How fast does MENACE learn? if you were to reset all its settings and place it in front of a perfect user, one that never loses, MENACE will start playing equally as perfect after about only 35 games (in the graph below the higher the beads the more sure MENACE is of the move its about to make).
Against a random clicker, it caught on after about 70 games and stopped losing and nearly ever tied (to play around with MENACE click here). So how exactly is MENACE learning and how is it used in modern machine learning?

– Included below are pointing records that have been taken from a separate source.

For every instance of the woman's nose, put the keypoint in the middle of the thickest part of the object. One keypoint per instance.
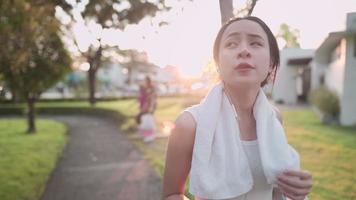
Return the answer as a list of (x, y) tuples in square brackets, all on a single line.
[(244, 53)]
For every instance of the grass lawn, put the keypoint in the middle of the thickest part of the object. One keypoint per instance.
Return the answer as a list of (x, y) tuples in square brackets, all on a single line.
[(27, 160), (329, 152)]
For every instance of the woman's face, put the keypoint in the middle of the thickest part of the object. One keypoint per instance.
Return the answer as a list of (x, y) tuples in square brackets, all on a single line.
[(244, 55)]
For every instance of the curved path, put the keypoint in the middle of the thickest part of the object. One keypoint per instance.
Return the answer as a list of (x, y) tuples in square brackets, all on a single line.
[(99, 163)]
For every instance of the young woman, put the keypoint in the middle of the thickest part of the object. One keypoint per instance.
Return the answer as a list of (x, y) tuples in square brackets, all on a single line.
[(148, 100), (233, 144)]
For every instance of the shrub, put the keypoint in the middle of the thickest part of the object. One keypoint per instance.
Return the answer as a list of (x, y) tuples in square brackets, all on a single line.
[(326, 101)]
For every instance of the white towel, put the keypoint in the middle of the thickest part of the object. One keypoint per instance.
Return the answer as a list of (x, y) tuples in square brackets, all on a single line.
[(219, 167)]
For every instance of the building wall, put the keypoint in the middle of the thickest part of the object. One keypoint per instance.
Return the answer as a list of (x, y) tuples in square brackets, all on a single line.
[(317, 74), (285, 87), (348, 99), (334, 74)]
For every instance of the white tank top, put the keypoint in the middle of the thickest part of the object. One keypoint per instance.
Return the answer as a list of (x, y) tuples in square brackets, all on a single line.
[(261, 189)]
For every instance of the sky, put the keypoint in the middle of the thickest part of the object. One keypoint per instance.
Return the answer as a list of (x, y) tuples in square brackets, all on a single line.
[(188, 39)]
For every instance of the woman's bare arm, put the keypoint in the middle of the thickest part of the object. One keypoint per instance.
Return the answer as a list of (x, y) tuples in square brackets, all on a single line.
[(179, 157)]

MENACE is learning to refine its strategy using reinforcement learning, one of the three paradigms in machine learning. MENACE was also used as one of the first examples of how reinforcement learning works. The three main ways machines learn to learn are reinforcement learning, supervised learning, and unsupervised learning. What differs reinforcement learning is that it focuses on finding a balance between exploration and exploitation. Exploration being uncharted or new territory (such as picking a bead randomly and seeing if it’ll win or not) and exploitation is using current knowledge (such as picking a bead with a higher success rate in the past).
Another main part of reinforcement learning is the reward. Good behaviours are treated with a positive rewards, while bad behaviours might be treated with negative ones. So in the beginning when the machine knows very little, or nothing at all, it will start to make random decisions. After each decision (like picking a bead) it will be rewarded. If the decision was correct, it will be rewarded positively (adding a bead), and if it was wrong then a penalty might be introduced (taking a bead away). This way machines learn to change and adapt to the environment as every attempt improves the machine little-by-little.